SEC Vote on IFRS Now Seems Pointless
The Securities and Exchange Commission’s final staff report on International Financial Reporting Standards seemed to bend over backwards to avoid making a recommendation to the SEC commissioners on how they should vote, but with all the many drawbacks listed in the report, it’s questionable how the SEC could ever vote at this point to support IFRS.
The report, issued on the last day of SEC chief accountant James Kroeker’s term, was the result of the hard work he and his successor, Paul Beswick, along with their staff, put into the complex work plan they were tasked with carrying out by the SEC commissioners. While the report is at pains to come across as even-handed, often citing the benefits of “a single set of high-quality globally accepted accounting standards,” which has become a cliché after all these years, it frequently contrasts those benefits with all the reasons why IFRS is not up to the task.
Whether it’s the old argument about how IFRS lacks the LIFO method of inventory accounting, or the absence of industry-specific guidance in IFRS, or the problems with funding of the IFRS Foundation, which oversees the International Accounting Standards Board, the report describes in what must be painful detail for the IASB board members why IFRS is just not ready for prime time.
For example, at one point the report talks about the feedback the SEC staff received from public companies on the implications of moving directly to IFRS. "The majority of the issuers expressed concern that moving directly to IFRS had the potential to result in significant expense to the company and confusion for investors," said the report. "Many of the issuers indicated that the costs of full IFRS adoption easily could be among the most significant costs ever required from an accounting perspective and questioned whether the corresponding direct benefits would justify such a full-scale transition. Issuers frequently cited the level of effort of moving directly to IFRS, including reconsidering and updating existing accounting policies and procedures, investing in updates to or new information systems, redesigning internal controls, educating existing accounting staff, and educating investors about the changes to their accounting policies."

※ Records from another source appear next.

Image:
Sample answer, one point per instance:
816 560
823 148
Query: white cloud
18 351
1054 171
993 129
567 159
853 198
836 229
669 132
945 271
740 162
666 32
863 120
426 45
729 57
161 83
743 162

Official reactions to the report from the IASB and the IFRS Foundation, as well as other accounting organizations, have been relatively muted so far (see SEC Releases Staff Report on IFRS Work Plan and IASB Urges SEC to Come on Board with IFRS). Perhaps there is still hope that the SEC will eventually come around to the IASB’s way of thinking, if not under Mary Schapiro’s chairmanship, then under her successor’s. That may happen eventually, but certainly not at the present time.
What seems clear is that the SEC wants to retain control of accounting standards for U.S. public companies and is loath to give those up to an international organization, no matter how well intentioned. It’s likely the U.S. will lose some seats on the IASB board once the SEC position on IFRS sinks in, but the U.S. will still play some role while the IASB and the Financial Accounting Standards Board continue the slow process of harmonizing the standards for revenue recognition, financial instruments, leasing and insurance contracts. After those projects are finalized, the future path for U.S. GAAP and IFRS looks hazy.
Both IASB chair Hans Hoogervorst and FASB chair Leslie Seidman have recently spoken about how the convergence process needs to change. With the two boards growing weary of the 10-year effort at convergence, and the SEC doggedly withholding its approval of IFRS, the question of how and when the U.S. will ever accommodate international standards remains unanswered, just as it was a decade ago.